Les paradoxes de la sécurisation foncière
L’un des constats les plus frappants de la mission tient en une contradiction : les communautés villageoises connaissent les procédures de sécurisation des terres coutumières, mais n’ont ni la culture, ni les moyens de les mettre en œuvre.
Ce fossé entre connaissance et action révèle l’essence même du défi. Il ne suffit pas d’informer. Il faut accompagner, renforcer les capacités, et—surtout—respecter les mécanismes locaux de résolution des conflits qui, souvent, fonctionnent mieux que les procédures juridiques formelles.
Le rôle prépondérant des chefs traditionnels dans la gestion foncière n’est pas un obstacle au changement. C’est un levier, à condition de les intégrer comme partenaires stratégiques.
Les leçons à retenir
Cette mission offre des enseignements précieux pour tous les acteurs du développement travaillant sur les questions foncières :
- La participation citoyenne ne se décrète pas. Elle se construit village par village, avec patience et respect des dynamiques locales.
- Les solutions techniques existent (cartographie participative, couloirs de transhumance), mais leur adoption dépend de la légitimité des processus qui les portent.
- La structuration communautaire est le maillon faible. Sans organisations locales fortes, même les meilleures politiques restent lettre morte.
- Les mécanismes non-juridiques de résolution des conflits méritent une attention particulière. MBOSCUDA, par exemple, joue un rôle de médiation crucial que les institutions formelles ne peuvent remplacer.
La voix est tracée pour une politique foncière co-construite
Au terme de ces huit jours sur le terrain, le CED dispose désormais d’une cartographie précise des acteurs clés et d’une base de données inédite sur les dynamiques foncières locales du quatrième trimestre 2024.
Mais au-delà des livrables, c’est une dynamique qui s’est enclenchée. Dans les villages visités, quelque chose a changé. Les communautés ne se perçoivent plus seulement comme bénéficiaires d’un projet, mais comme co-architectes d’une politique qui les concerne au premier chef.
Les défis restent immenses : routes impraticables, absence de réseau de communication, méfiance héritée de projets passés.
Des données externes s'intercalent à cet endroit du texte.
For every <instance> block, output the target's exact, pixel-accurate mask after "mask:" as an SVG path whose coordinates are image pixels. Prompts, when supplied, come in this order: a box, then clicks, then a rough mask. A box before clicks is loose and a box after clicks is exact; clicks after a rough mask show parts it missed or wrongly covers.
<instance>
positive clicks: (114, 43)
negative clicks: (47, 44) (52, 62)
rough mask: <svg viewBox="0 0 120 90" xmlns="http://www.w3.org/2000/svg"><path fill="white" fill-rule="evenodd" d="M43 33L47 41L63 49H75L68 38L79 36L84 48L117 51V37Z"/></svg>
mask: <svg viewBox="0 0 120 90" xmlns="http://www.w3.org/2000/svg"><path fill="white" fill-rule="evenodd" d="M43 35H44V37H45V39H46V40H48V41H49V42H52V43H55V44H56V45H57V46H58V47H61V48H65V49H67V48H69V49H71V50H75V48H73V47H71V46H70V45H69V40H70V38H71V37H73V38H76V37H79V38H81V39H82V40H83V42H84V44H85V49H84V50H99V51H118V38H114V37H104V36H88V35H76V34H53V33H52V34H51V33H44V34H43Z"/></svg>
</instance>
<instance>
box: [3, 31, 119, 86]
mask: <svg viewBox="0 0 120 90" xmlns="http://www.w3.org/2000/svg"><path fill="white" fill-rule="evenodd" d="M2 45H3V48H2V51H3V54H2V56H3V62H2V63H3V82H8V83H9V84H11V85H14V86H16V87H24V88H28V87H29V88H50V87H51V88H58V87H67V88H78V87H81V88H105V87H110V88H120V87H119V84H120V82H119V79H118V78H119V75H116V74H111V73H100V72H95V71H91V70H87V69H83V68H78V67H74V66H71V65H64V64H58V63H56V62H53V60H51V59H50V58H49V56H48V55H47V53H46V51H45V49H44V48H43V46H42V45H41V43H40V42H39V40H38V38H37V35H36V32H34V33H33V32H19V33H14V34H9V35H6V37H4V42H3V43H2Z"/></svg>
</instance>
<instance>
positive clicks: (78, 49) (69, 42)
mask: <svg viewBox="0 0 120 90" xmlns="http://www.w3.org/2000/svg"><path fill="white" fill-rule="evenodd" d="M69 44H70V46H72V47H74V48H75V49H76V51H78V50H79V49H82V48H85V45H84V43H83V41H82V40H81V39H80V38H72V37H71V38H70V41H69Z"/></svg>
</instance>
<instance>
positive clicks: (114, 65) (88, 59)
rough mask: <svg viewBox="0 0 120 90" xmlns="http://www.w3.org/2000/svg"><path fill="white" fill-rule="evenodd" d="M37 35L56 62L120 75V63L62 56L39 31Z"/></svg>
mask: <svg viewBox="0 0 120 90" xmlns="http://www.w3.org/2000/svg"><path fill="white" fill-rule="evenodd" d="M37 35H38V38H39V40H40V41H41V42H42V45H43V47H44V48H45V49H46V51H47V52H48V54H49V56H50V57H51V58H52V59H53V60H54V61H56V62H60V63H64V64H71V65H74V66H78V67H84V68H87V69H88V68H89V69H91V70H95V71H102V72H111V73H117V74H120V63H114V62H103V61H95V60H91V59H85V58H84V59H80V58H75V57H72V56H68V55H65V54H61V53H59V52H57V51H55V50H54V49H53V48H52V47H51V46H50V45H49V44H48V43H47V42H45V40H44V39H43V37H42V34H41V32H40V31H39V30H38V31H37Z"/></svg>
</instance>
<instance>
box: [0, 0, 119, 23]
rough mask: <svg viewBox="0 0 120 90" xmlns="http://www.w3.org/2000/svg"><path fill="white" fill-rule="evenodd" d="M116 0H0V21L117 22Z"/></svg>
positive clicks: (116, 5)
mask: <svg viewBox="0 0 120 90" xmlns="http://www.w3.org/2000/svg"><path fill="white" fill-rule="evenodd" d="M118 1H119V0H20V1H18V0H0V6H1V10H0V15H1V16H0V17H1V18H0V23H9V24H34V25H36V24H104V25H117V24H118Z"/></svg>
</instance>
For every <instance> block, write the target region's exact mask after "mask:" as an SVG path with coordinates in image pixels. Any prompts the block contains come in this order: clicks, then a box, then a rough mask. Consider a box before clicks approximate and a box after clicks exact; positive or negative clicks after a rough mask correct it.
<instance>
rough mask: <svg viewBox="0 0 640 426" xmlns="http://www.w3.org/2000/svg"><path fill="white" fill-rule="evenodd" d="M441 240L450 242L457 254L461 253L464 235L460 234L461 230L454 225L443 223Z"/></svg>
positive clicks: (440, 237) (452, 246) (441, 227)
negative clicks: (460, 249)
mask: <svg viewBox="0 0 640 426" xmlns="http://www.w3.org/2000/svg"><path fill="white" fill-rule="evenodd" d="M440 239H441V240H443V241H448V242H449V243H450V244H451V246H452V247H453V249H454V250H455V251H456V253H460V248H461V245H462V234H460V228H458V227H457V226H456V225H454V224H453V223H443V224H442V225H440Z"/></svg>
Mais la volonté est là. Chez les maires qui ont mis des facilitateurs à disposition. Chez les chefs traditionnels qui ont mobilisé leurs communautés. Chez les éleveurs et agriculteurs qui, malgré leurs différends, aspirent à une coexistence pacifique.
Ce qu’il faut retenir
Le projet « La société civile participe à la formulation et à la mise en œuvre d’une politique foncière responsable au Cameroun » n’est pas qu’une expérience locale. C’est un modèle potentiel pour toute l’Afrique centrale, où les conflits fonciers menacent la cohésion sociale et le développement durable.
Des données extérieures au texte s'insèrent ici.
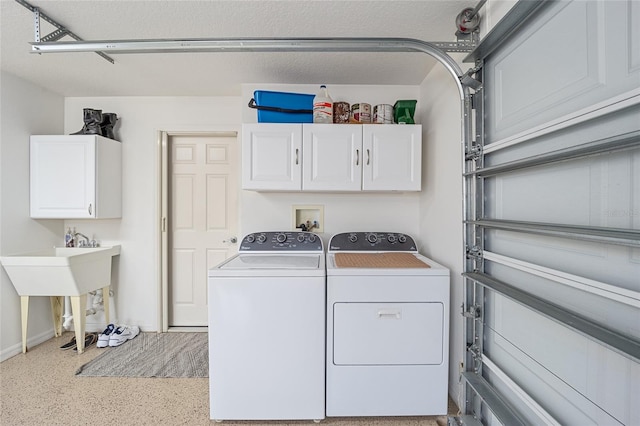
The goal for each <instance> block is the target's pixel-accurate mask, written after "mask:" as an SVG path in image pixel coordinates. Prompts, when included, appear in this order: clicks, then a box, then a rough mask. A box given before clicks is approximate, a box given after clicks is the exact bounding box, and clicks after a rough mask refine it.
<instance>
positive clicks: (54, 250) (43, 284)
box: [0, 245, 120, 354]
mask: <svg viewBox="0 0 640 426" xmlns="http://www.w3.org/2000/svg"><path fill="white" fill-rule="evenodd" d="M119 254H120V246H119V245H116V246H112V247H77V248H76V247H74V248H69V247H53V248H50V249H45V250H39V251H34V252H30V253H24V254H18V255H13V256H2V257H0V263H2V266H4V269H5V270H6V271H7V275H9V278H10V279H11V282H12V283H13V286H14V287H15V289H16V292H17V293H18V295H19V296H20V312H21V320H22V352H23V353H24V352H27V322H28V319H29V297H30V296H49V297H50V299H51V313H52V316H53V329H54V334H55V336H61V335H62V305H63V302H62V299H63V296H69V297H70V299H71V310H72V313H73V322H74V329H75V339H76V344H77V347H76V349H77V351H78V354H81V353H83V352H84V343H85V325H86V318H85V317H86V307H87V293H89V292H91V291H94V290H98V289H102V293H103V294H106V295H107V296H106V297H104V298H103V304H104V316H105V321H106V323H107V324H108V323H109V296H108V295H109V286H110V285H111V259H112V258H113V256H118V255H119Z"/></svg>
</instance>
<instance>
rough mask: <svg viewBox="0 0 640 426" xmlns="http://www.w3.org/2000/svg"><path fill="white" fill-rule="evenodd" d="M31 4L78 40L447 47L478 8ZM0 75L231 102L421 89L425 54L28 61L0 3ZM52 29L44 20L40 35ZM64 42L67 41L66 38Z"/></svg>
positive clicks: (51, 27)
mask: <svg viewBox="0 0 640 426" xmlns="http://www.w3.org/2000/svg"><path fill="white" fill-rule="evenodd" d="M30 3H31V4H32V5H33V6H36V7H39V8H40V10H41V11H42V13H44V14H46V15H48V16H49V17H51V18H52V19H54V20H56V21H57V22H58V23H60V24H62V25H64V26H66V27H67V28H68V29H70V30H71V31H73V32H74V33H75V34H77V35H78V36H79V37H82V38H83V39H84V40H118V39H161V38H209V37H216V38H222V37H224V38H236V37H238V38H239V37H274V38H275V37H291V38H302V37H406V38H416V39H420V40H424V41H455V30H456V28H455V24H454V20H455V17H456V15H457V14H458V13H459V12H460V11H462V9H464V8H465V7H473V6H475V4H476V3H477V2H475V1H465V0H431V1H428V0H423V1H393V0H385V1H361V0H351V1H348V0H343V1H329V0H327V1H324V0H322V1H317V0H314V1H304V0H299V1H264V0H263V1H240V0H236V1H214V0H212V1H188V0H181V1H176V0H173V1H169V0H164V1H126V0H111V1H95V0H94V1H89V0H84V1H69V0H64V1H57V0H46V1H45V0H33V1H30ZM0 6H1V9H0V23H1V27H0V36H1V38H0V43H1V50H0V59H1V61H0V67H1V68H2V70H4V71H7V72H9V73H12V74H15V75H17V76H20V77H22V78H24V79H26V80H28V81H31V82H34V83H36V84H38V85H40V86H43V87H45V88H47V89H49V90H52V91H54V92H57V93H60V94H62V95H64V96H238V95H240V94H241V88H240V85H241V84H243V83H279V84H311V83H313V84H320V83H326V84H390V85H394V84H407V85H416V84H420V83H421V82H422V80H423V79H424V77H425V75H426V74H427V72H428V71H429V69H430V68H431V67H432V66H433V65H434V63H435V61H434V60H433V59H431V58H430V57H429V56H428V55H425V54H423V53H385V52H380V53H377V52H371V53H326V52H315V53H306V52H304V53H290V52H287V53H245V52H243V53H163V54H159V53H153V54H152V53H146V54H117V55H116V54H114V55H112V57H113V58H114V59H115V64H111V63H109V62H107V61H106V60H104V59H102V58H101V57H99V56H98V55H96V54H94V53H49V54H42V55H37V54H32V53H31V46H30V45H29V42H33V41H34V18H33V13H32V12H31V11H29V10H28V9H26V8H25V7H23V6H22V5H20V4H18V3H16V2H15V1H14V0H0ZM53 30H54V28H53V27H52V26H51V25H50V24H48V23H46V22H44V21H42V22H41V36H44V35H46V34H48V33H50V32H51V31H53ZM63 40H70V39H69V38H64V39H63Z"/></svg>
Pour la communauté internationale, le message est clair : investir dans la gouvernance foncière participative n’est pas une option philanthropique. C’est une nécessité stratégique. Parce que sans sécurité foncière, il n’y a ni développement agricole durable, ni paix sociale, ni résilience climatique.
Les 22 villages de Yoko et Nanga-Eboko montrent la voie. À nous, acteurs du développement international, de la suivre—et de l’amplifier.
Equipe de mission
- Michel Delor Mbang Atangane
- Diane Tapimali
- Edith Christian Ngoube Ngoube
- Willy Stéphane Azebaze Feudjo
- Augustin Foning
Le projet « La société civile participe à la formulation et à la mise en œuvre d’une politique foncière responsable au Cameroun » est mis en œuvre par le Centre pour l’Environnement et le Développement (CED) avec l’appui financier de la Deutsche Gesellschaft für Internationale Zusammenarbeit (GIZ). Il vise à promouvoir une gouvernance foncière inclusive et participative à Nanga-Eboko et à Yoko, inspirée des directives volontaires internationales, tout en renforçant les capacités des organisations et acteurs locaux.